Unable to reach the protected Trojans, Turnus decides to burn their ships. However, before the ships can be set ablaze, Jupiter, in answer to a plea from his mother, changes them all into sea nymphs, who swim away unharmed. In acting as he does, Jupiter fulfills a promise he made to his mother years before, when Aeneas built the ships from pine trees taken from her grove on Mount Ida, near Troy, where the Trojans found refuge after their defeat.
Turnus is not disturbed by the fleet’s transformation. In fact, he regards the ships’s disappearance as favorable: The Trojans now have no means of escape. Because night is coming, he delays another attack until the next day and orders his forces to rest until then.
In the Trojans’s camp, the inseparable companions, Nisus and Euryalus, who appeared in Book V as contestants in the foot race, volunteer and obtain permission to go to Aeneas in Pallanteum in order to inform him of the siege; hoping together to perform a glorious act of bravery, they are fearless. They go with the approval of their elders and Ascanius, who promises them that both he and his father will richly reward them.

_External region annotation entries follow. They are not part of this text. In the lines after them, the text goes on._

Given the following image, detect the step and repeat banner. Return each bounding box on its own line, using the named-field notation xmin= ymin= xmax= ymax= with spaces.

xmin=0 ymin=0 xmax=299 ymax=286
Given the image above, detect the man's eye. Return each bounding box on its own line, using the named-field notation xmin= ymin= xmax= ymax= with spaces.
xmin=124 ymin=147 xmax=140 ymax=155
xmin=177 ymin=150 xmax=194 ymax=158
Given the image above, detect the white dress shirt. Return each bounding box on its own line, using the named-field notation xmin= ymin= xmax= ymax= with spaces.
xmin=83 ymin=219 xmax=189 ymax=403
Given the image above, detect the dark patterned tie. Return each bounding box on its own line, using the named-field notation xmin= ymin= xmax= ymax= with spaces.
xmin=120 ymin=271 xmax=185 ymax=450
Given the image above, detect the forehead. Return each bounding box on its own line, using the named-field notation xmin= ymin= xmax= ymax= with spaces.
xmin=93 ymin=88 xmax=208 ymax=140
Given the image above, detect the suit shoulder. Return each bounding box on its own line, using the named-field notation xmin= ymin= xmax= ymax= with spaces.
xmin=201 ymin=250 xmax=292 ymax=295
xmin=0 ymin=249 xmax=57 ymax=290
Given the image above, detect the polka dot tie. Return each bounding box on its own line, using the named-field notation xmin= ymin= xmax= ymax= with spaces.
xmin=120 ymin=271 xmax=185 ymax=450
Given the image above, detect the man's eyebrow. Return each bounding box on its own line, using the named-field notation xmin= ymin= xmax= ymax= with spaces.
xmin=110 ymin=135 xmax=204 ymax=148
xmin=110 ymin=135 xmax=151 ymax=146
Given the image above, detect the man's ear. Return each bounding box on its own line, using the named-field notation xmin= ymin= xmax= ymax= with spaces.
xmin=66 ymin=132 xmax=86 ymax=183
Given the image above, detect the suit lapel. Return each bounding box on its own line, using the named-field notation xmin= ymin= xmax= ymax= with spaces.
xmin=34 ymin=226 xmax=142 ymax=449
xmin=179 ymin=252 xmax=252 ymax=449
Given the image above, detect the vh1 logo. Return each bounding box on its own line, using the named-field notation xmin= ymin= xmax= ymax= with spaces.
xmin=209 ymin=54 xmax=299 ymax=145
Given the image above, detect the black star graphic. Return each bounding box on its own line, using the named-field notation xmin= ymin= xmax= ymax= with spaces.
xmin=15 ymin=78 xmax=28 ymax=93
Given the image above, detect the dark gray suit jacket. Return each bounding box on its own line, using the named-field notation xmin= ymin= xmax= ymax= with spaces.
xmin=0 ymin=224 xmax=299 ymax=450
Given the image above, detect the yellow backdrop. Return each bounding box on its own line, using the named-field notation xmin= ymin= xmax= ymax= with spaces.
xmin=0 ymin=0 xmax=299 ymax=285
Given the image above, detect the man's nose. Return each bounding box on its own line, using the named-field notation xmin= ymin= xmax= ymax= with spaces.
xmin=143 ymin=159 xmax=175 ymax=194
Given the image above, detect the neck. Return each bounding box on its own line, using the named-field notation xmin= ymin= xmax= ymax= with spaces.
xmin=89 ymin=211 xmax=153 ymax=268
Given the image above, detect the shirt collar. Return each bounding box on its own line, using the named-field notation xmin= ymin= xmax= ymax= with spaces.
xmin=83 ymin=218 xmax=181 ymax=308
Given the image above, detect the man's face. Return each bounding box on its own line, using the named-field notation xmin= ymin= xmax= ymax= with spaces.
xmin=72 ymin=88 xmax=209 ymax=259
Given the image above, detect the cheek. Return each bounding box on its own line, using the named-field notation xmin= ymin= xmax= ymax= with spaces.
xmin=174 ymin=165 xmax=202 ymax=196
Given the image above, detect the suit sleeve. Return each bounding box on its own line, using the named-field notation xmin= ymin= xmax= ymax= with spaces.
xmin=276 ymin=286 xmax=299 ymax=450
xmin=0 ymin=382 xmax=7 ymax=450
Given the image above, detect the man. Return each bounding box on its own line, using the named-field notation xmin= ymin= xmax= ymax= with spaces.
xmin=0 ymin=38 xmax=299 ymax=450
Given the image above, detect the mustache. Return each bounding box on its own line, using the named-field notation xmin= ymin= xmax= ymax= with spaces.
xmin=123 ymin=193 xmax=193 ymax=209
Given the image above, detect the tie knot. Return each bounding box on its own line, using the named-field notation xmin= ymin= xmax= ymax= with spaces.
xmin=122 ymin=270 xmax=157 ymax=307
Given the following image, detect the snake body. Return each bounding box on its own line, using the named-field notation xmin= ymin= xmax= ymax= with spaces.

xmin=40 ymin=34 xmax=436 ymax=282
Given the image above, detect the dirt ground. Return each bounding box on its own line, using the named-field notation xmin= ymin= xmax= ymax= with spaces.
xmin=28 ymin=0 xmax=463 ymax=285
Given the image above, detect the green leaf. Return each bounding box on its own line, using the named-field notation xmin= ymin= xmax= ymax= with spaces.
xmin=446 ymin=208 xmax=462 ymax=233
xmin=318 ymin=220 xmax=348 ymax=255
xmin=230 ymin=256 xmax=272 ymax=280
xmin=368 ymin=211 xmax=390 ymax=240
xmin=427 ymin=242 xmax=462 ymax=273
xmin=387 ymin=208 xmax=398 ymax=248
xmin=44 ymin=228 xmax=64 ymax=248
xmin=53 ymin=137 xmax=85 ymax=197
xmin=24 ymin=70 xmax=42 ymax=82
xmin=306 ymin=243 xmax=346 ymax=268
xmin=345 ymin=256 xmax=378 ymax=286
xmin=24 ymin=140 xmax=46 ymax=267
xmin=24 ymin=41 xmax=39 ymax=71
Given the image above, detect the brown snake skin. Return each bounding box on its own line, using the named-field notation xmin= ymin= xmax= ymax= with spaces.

Nisus and Euryalus pass safely through the enemy’s encampment, killing many warriors who lie in a drunken sleep. However, on the road to Pallanteum, they are intercepted by the Rutulian captain Volcens, who is leading a force of three hundred men to Turnus’s aid. The young Trojan men flee into a forest, where they become separated. Nisus manages to shake off pursuit and leave the woods, but Euryalus, who is hampered by armor he took as spoils from the Rutulian camp, is captured. Nisus, who has already reentered the forest to look for his companion, discovers him in enemy hands and boldly launches spears, killing two warriors. To avenge these deaths, Volcens slays Euryalus, provoking Nisus to slay the Rutulian captain in turn, only to die himself of wounds inflicted by Volcens’s defenders.
Volcens’s men proceed to Turnus’s encampment, where the carnage inflicted by Nisus and Euryalus causes great consternation. The next day, the two Trojans’s heads, impaled on spears, are exhibited to the Trojan defenders at their ramparts, and the battle begins. A great struggle follows, with Turnus’s forces attempting to scale the Trojan camp’s walls, only to be beaten back. A tower crashes, causing many deaths; two survivors are slain, one of them, trying vainly to get back over the wall, by Turnus. Ascanius, who slays Remulus, Turnus’s brother-in-law, with an arrow to punish him for mocking the Trojans’s manhood, is visited by Apollo, who praises the young Trojan prince for his skill but tells him that henceforth he must refrain from killing, as his purpose will be to promote peace.
Now, to provoke the Latin enemy, the brothers Pandarus and Bitias, guardians of the Trojan gate, fling it open. Latin warriors force themselves through it but are beaten back, while Trojans leave the camp and fight outside. Turnus slays Bitias, and the Latins, aroused by Mars, increase their assault as Pandarus manages to close the gate, shutting out many Trojans. Turnus, however, slips into the camp before the gate is shut, and a struggle ensues between him and Pandarus. The Rutulian prince, aided by Juno, is the victor. He proceeds to cause havoc among the Trojans, but they gradually get the upper hand. Undaunted by the vast number of Trojans fighting against him, at the very moment of greatest danger, Turnus escapes death by leaping fully armed into the Tiber River and swimming back to join his fellow warriors.